Binding assays were performed by lysing E. coli and insect cells in 5 ml of 50 mM Tris, pH 7.6, 100 mM KCl, 1:100 lysozyme, 1:100 benzamidine, 10% glycerol, 5 mM 2-mercaptoethanol, 2 mM MgCl2, 0.2 mM ATP, 50 mM NaF, 1 mM Na3VO4, and a cOmplete EDTA-free protease inhibitor cocktail tablet (Roche). Lysates were pelleted, and a soluble fraction was bound to Amylose beads at 4°C for 30 min. Beads were washed, added to insect cell lysate containing 6×His::BUB-1, and rotated at 4°C for 1 h. Beads were washed and boiled in sample buffer. Bead-bound proteins were analyzed by Coomassie staining and immunoblotting using 1 µg/ml affinity-purified antibody to BUB-1 (rabbit; antigen was GST::BUB-1 [aa 287–665]; Desai et al., 2003).
BUB-1 D814N mutant virus was generated as noted (see Protein purification and binding analysis). High Five cells were grown to 1–1.75 × 106 cells/ml and infected with virus for 48 h at 27°C. His and GST purifications were performed using standard procedures. 6×His::BUB-1 and GST::H2A were dialyzed into 50 mM Tris, pH 7.88, 150 mM KCl, 10% glycerol, 2 mM MgCl2, 5 mM 2-mercaptoethanol, and 0.2 mM ATP. Kinase reactions were performed with 0.35 µM BUB-1 and 3.5 µM H2A (1:10 ratio) with 12 µCi γ-[32P]ATP for 1 h at room temperature. After overnight exposure, the phosphorimager screen was viewed using a Personal Molecular Imager (Bio-Rad Laboratories).
Online supplemental material
Fig. S1 describes the yeast two-hybrid library, quantification of expression of KNL-1 variants, localization of MAD-1 during bipolar mitosis, and method used to quantify MAD-1 localization at unattached kinetochores. Fig. S2 shows hits from the mutagenic yeast two-hybrid screen, MAD-1 coiled-coil sequence features, two-hybrid analysis with FL proteins, confirmation that mutants tested do not affect MAD-1 self-interaction, analysis of MAD-1 localization and function during meiosis I, and MAD-1 nuclear periphery localization. Fig. S3 describes the BUB-1 transgene system, analysis of checkpoint signaling in BUB-1 mutants, and analysis of SPDL-1, NDC-80, and BUB-1 kinetochore localization. Tables S1 and S2 show C. elegans strains (Table S1) and oligos used to generate the dsRNAs (Table S2) used in this study. Video 1 shows loss of MAD-1 kinetochore localization after BUB-1 depletion. Videos 2 and 3 show localization of BUB-1 and MAD-1, respectively, in the indicated KNL-1 variants after endogenous KNL-1 depletion. Video 4 shows localization of engineered MAD-1 mutants in a mad-1Δ background. Video 5 shows localization of MAD-1 in the presence of WT and engineered BUB-1 mutants after depletion of endogenous BUB-1.
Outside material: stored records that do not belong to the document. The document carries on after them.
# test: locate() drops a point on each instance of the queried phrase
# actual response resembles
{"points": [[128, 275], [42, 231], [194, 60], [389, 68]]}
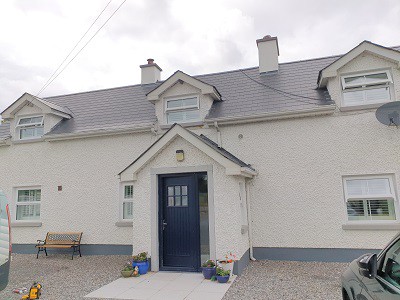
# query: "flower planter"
{"points": [[228, 266], [208, 272], [142, 265], [223, 279], [126, 273]]}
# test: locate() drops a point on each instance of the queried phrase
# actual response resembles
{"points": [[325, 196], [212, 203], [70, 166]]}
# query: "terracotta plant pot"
{"points": [[142, 265], [223, 279], [208, 272]]}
We thank S. Biggins and S. Taylor for sharing unpublished data, R. Kitagawa and M. Sarov/T. Hyman for strains, R. Kolodner for advice on mutagenic PCR, N. Pogliano and A. Gleason for technical assistance, and R. Green, C. Campbell, and P. Gonzalez for comments on the manuscript.
This work was supported by a National Institutes of Health grant (GM074215) to A. Desai. M. Moyle was supported by a Training in Cancer Cell Biology grant (National Institutes of Health–National Cancer Institute T32-CA067754) and a National Institutes of Health Predoctoral Genetics Training grant (T32 GM008666). A. Desai and K. Oegema receive salary and other support from the Ludwig Institute for Cancer Research.
The authors declare no competing financial interests.